8 thoughts on “Subversive Teaching

  1. I couldn’t agree more that the classroom is where the best work can be done! Whenever I get frustrated with administrative directives or what’s happening in our state with education, I know that when I step into my classroom I am exactly where I want and need to be. Thanks for your post!

  2. What a fabulous post, Kassia. I can relate so much to your feelings about returning to the classroom. Yes, we have the power to make change and to make a huge difference with the children in our classrooms every day. And yes, the classroom is a place to be subversive, for sure. We can close our doors and do what we know is best for children – in spite of things we are asked to do by lawmakers, business people and others that are not educators – that we know are not best practice.

    I’m reminded of the Hippocratic Oath that medical professionals take – “do no harm”. I really think that should be an oath for teachers too. There are mandates, directives, etc. that indeed “do harm” to children. As hard as it is, it’s up to us to be that advocate for the children we are trusted with each day. Many of those children do not have anyone else advocating for them. As difficult as it sometimes is, we need to question and respond to the “powers that be” with alternatives to unsound teaching practices that seem to be increasing with alarming speed. Joining our voices together seems to be the best chance of us being heard. But in the meantime, we can continue making a difference with the 20+ kiddos who walk through our doors each morning.

    Thank you for your thoughtful post about being an advocate. How lucky those kids are to have you as the beginning of their education – teaching them to question, wonder and foster a strong sense of agency.

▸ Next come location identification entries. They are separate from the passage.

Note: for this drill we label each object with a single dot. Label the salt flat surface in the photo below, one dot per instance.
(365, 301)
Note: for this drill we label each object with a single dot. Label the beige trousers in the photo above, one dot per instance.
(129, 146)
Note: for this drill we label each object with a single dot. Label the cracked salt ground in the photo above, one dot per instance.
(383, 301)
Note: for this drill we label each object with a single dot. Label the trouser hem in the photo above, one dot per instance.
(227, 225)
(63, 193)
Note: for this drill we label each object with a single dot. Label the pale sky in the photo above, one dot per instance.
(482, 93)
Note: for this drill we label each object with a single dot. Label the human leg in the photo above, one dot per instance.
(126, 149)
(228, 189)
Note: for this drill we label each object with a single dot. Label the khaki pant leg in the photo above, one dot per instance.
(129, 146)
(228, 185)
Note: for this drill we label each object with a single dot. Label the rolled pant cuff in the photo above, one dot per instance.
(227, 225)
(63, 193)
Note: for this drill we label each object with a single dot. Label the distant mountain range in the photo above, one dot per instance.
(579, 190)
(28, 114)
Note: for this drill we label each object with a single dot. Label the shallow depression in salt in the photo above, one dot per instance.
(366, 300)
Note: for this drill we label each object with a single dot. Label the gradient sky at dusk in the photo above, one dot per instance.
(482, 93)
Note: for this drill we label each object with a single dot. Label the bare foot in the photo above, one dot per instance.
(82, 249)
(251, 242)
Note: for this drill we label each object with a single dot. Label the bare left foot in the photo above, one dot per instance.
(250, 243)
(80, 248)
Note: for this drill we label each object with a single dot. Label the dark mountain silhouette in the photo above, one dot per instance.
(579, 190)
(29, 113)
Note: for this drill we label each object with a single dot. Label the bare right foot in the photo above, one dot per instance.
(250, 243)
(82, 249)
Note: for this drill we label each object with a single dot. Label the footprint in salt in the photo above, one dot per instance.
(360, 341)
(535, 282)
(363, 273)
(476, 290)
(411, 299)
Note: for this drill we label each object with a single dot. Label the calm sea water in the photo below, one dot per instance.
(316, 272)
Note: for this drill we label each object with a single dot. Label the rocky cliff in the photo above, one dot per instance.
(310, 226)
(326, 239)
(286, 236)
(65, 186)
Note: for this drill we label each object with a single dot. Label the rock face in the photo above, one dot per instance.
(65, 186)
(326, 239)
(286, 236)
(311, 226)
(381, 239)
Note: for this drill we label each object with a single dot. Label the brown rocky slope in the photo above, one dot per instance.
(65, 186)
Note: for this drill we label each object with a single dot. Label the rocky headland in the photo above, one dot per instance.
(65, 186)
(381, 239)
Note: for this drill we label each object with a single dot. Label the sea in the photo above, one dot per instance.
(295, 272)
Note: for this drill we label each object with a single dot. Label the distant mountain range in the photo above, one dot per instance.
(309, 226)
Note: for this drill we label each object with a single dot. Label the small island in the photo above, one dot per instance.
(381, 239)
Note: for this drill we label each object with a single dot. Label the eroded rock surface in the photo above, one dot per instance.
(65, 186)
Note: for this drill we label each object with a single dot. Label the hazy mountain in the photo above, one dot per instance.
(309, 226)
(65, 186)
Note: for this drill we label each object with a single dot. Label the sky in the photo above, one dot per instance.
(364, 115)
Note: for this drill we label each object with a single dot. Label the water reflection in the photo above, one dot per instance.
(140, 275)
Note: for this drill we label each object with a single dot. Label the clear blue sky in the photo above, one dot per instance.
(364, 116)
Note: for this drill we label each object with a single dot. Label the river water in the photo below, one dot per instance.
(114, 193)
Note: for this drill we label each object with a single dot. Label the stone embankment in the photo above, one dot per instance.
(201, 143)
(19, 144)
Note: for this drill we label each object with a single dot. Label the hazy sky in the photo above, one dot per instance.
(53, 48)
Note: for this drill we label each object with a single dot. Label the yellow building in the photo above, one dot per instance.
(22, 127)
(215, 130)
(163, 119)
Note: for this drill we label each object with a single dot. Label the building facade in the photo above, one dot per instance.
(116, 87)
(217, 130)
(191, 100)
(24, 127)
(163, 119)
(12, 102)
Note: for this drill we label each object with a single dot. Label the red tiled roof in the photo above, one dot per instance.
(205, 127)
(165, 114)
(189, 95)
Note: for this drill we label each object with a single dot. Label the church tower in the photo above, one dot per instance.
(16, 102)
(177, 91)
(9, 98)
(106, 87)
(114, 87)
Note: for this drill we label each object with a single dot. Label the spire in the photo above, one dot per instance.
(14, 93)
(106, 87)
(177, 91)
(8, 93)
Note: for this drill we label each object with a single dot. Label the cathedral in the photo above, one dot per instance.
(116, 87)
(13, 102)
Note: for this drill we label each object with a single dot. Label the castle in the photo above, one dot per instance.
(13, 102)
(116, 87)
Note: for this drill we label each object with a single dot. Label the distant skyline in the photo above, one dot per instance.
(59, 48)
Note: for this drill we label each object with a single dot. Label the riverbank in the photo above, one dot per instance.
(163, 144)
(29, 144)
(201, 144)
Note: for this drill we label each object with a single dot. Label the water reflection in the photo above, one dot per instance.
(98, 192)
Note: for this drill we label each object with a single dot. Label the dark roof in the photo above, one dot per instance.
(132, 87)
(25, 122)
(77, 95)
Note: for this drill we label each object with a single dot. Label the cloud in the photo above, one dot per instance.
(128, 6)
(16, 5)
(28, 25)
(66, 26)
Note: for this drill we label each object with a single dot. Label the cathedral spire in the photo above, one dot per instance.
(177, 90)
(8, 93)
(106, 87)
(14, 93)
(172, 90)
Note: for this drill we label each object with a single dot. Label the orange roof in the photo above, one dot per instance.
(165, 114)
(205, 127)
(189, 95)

  3. Great post! Often people (some teacher people, too) think that the early childhood grades are just for “play”, especially kinder, and that there’s no real “work” or “learning” that goes on in the classroom. EC teachers know that a lot of learning happens in our classrooms and it’s the kind that is not easily measured but is essential because it’s long lasting. Thanks for the pep talk. A nice transition as I head back to school on Monday.

  4. So thrilled to find your blog. I have been a math specialist who missed the classroom. Now I am teaching first graders. I am doing some projects called D& W. It stands for Design and Woodworking. I got the idea from a school in Baltimore. Our latest project was to create a ruler using a piece of wood and marking off the inches by hammering a nail at each inch mark. Looking forward to more of your posts.

    1. Thanks for reading, Karen. The Design and Woodworking projects sound like a powerful application of math in a meaningful context. Would love to hear more about it. –Kassia

  5. There are so many wonderful, powerful voices out there advocating for children and for teachers. As a teacher and a parent I am grateful for them all. I know that the ones that are strongest for me are those who are in a classroom. The people who are working closely with students everyday.

    We have such important roles to play in and out of our classrooms. Thank you for saying it so well.

  6. Classroom teachers have one of the hardest jobs in the building and one of the most rewarding jobs in the building. I’m glad you’re there with the critters and enjoying how much they enlighten and exhaust you daily.